Gentrification is not simply about middle-class people moving into poorer parts of the city, jacking up rents and house values. It also concerns the tax breaks, green infrastructure and other state-led urban restructuring efforts that make it all possible. Simply put, Montreal’s current housing crisis is the result of policy decisions, and in the proposed Bridge-Bonaventure real estate mega-project, essentially Griffintown 2.0, we appear to have learned nothing from the past 30 years.
By the early 1980s, social mixité emerged as a central tenet of progressive urban planning. It built on an earlier idea that a “culture of poverty” trapped poor people in an intergenerational cycle. It was presumed that rubbing shoulders with middle-class people results in some of their winning middle-class values rubbing off. Research says otherwise.
The absence of any structural understanding of why people are poor is staggering, as is the disregard for what actually happens when middle-class people flood into poorer neighbourhoods: rents skyrocket, house values and property taxes climb, the number of rental properties diminishes, stores become upscale and neighbourhood groups pivot away from poorer residents. Ultimately, most poor people are driven out.
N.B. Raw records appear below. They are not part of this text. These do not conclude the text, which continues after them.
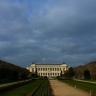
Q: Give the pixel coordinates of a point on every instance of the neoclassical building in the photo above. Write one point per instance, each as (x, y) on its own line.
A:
(49, 70)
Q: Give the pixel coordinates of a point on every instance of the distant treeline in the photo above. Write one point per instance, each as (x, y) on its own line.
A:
(10, 71)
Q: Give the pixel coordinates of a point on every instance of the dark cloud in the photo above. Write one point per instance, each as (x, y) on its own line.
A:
(51, 32)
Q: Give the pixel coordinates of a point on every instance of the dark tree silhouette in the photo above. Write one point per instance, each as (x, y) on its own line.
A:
(87, 74)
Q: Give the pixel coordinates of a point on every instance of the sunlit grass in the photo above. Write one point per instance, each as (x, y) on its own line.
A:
(23, 89)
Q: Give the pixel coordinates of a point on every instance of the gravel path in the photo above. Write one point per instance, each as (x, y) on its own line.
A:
(62, 89)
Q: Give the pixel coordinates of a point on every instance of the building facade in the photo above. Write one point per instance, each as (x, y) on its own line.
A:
(49, 70)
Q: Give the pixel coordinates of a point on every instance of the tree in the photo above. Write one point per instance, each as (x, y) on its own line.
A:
(87, 75)
(70, 73)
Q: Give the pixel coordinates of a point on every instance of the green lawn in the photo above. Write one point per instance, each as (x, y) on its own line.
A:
(21, 91)
(43, 89)
(82, 85)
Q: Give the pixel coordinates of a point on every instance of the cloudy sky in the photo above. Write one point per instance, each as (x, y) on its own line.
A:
(48, 31)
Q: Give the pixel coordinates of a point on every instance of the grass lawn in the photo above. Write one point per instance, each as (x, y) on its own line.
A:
(21, 91)
(82, 85)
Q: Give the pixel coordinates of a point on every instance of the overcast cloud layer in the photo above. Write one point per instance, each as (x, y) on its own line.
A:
(48, 31)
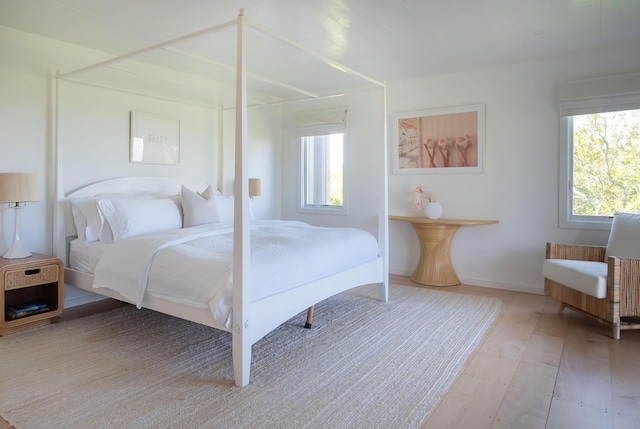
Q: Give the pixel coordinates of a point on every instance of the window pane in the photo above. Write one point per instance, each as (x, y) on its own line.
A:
(606, 149)
(323, 170)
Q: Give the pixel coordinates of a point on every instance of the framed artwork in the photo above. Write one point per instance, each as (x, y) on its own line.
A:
(447, 140)
(154, 139)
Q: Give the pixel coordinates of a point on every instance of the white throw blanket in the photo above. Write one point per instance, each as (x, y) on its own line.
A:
(193, 266)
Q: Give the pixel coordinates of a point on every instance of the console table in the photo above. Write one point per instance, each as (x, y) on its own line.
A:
(435, 235)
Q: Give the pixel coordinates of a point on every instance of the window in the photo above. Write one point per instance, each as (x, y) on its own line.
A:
(323, 177)
(600, 146)
(322, 146)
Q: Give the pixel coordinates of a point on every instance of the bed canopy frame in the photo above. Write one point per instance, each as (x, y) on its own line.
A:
(245, 330)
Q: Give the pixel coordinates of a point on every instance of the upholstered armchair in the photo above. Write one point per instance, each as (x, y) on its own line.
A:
(601, 282)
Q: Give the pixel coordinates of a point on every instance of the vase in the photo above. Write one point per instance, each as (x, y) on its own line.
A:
(432, 210)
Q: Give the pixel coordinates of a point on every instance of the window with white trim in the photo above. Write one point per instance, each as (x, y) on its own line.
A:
(322, 142)
(599, 154)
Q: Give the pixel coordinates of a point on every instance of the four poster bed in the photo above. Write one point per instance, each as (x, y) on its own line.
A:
(264, 272)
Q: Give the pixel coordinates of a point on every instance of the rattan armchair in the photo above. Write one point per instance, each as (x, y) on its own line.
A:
(620, 309)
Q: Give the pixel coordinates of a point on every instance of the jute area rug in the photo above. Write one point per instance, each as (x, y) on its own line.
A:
(364, 364)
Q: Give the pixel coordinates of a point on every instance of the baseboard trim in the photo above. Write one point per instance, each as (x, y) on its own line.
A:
(536, 290)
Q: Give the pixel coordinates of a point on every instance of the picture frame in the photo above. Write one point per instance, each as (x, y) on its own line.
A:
(435, 141)
(154, 139)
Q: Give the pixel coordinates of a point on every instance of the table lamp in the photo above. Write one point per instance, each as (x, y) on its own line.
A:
(17, 188)
(255, 188)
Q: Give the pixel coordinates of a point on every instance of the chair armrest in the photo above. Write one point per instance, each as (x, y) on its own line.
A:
(623, 287)
(575, 252)
(627, 270)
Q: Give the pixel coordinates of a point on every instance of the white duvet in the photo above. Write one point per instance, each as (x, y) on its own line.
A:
(193, 266)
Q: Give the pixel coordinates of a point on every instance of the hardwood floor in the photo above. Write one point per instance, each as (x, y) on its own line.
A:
(533, 369)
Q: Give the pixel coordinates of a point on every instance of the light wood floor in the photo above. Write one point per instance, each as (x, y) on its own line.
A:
(533, 369)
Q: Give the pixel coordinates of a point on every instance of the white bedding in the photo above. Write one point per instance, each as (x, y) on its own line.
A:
(193, 265)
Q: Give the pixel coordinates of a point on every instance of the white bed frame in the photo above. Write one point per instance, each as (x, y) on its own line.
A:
(251, 320)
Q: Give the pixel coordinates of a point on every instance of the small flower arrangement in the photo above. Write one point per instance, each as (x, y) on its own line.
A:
(420, 197)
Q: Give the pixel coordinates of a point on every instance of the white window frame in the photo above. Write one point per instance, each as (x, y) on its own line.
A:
(320, 131)
(568, 109)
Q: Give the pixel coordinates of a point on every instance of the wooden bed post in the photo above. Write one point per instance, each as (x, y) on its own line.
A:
(241, 252)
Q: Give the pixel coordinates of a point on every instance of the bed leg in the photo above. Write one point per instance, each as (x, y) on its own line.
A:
(309, 317)
(241, 358)
(383, 291)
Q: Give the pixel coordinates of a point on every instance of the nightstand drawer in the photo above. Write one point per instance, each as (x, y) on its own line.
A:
(32, 276)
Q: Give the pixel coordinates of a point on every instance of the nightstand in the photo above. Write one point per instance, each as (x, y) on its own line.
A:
(31, 292)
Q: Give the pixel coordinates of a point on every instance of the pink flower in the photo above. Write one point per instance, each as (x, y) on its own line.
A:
(420, 197)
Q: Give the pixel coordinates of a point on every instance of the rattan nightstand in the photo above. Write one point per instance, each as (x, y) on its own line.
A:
(31, 292)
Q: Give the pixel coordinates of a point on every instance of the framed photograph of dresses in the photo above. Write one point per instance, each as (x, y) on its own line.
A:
(434, 141)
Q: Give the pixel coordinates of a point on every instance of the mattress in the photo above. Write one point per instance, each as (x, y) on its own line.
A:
(193, 266)
(84, 256)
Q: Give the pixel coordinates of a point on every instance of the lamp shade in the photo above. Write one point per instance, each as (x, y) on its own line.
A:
(19, 187)
(255, 188)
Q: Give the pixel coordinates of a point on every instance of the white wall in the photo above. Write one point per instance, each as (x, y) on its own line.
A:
(519, 186)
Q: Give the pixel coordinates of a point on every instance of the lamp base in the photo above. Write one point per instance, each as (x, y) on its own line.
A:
(16, 251)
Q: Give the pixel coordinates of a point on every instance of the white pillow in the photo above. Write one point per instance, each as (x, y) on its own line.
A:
(199, 207)
(89, 222)
(86, 218)
(128, 217)
(225, 208)
(624, 239)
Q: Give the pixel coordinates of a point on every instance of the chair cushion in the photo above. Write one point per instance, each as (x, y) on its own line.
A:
(584, 276)
(624, 239)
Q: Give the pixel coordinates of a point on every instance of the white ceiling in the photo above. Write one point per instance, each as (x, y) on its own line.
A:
(386, 39)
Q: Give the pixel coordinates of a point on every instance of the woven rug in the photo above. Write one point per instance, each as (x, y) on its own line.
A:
(363, 364)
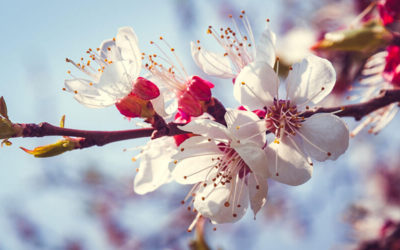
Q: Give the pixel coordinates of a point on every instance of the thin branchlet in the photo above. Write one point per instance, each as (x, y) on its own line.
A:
(100, 138)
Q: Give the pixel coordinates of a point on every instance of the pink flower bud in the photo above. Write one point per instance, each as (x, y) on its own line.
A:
(145, 89)
(200, 88)
(189, 104)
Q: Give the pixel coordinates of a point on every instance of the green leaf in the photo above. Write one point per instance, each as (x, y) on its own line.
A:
(3, 108)
(367, 39)
(54, 149)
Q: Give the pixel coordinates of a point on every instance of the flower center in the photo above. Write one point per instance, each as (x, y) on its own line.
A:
(283, 118)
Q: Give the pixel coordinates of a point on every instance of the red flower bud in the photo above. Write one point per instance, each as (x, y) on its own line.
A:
(200, 88)
(391, 73)
(189, 104)
(145, 89)
(389, 11)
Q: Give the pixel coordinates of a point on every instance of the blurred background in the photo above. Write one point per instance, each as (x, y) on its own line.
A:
(84, 199)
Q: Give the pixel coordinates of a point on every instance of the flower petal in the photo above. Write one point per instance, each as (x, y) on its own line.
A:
(89, 95)
(154, 165)
(207, 128)
(258, 190)
(159, 106)
(215, 206)
(115, 80)
(212, 64)
(266, 48)
(245, 125)
(128, 44)
(256, 86)
(195, 160)
(310, 81)
(291, 165)
(325, 136)
(255, 158)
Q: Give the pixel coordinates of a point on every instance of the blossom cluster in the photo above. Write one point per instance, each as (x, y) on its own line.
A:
(227, 159)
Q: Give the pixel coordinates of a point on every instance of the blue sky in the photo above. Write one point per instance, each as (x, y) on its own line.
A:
(38, 36)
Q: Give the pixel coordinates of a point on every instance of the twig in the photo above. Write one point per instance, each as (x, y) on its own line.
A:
(100, 138)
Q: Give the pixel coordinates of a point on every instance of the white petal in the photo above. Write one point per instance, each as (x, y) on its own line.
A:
(89, 95)
(159, 106)
(310, 81)
(213, 205)
(291, 165)
(82, 86)
(154, 165)
(258, 190)
(128, 45)
(195, 160)
(255, 158)
(212, 64)
(256, 86)
(245, 125)
(266, 48)
(115, 80)
(207, 128)
(326, 136)
(109, 51)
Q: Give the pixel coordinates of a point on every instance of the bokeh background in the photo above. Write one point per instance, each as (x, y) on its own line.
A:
(84, 199)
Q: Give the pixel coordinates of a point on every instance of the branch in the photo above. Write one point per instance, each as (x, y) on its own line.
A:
(100, 138)
(96, 138)
(359, 110)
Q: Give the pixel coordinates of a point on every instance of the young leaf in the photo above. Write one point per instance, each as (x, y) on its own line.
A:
(3, 108)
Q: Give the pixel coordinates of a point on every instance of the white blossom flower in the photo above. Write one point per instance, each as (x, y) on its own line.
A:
(297, 138)
(240, 50)
(227, 166)
(111, 71)
(155, 163)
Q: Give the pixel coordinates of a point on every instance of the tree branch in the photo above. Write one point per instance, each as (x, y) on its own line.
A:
(359, 110)
(100, 138)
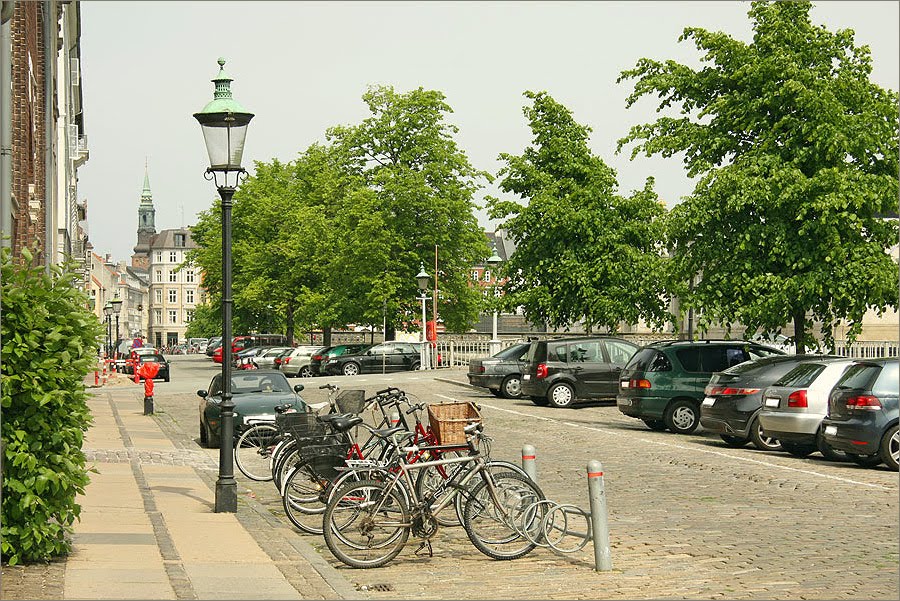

The 1980s and 1990s proved to be a watershed. The March 1986 Summit on Montreal’s Economic Future provided the political cover to lift the moratorium on conversions of rental units to condos, in place since 1975. The city justified the move by saying it would improve Montreal’s aging housing stock and boost the local economy. Much public money was also invested into redeveloping industrial and railway lands to attract middle-class homeowners back to the city centre.
Nowhere was this more apparent than in Sud-Ouest borough. The postindustrial transformation of the Lachine Canal was a powerful sales tool for developers wishing to attract young professionals. It represented vital green infrastructure for gentrification, ultimately “flipping” the area’s working-class neighbourhoods.
One of the first areas targeted for gentrification was Little Burgundy, which in the 1980s had a growing reputation as a racialized “ghetto.” The canal-front and the old railway lands that once ran through the middle of the neighbourhood were redeveloped with public monies for the middle class, resulting in a segregated neighbourhood. Walk along Notre Dame St. W. today and tell me that these businesses serve both sides of this racial and class divide.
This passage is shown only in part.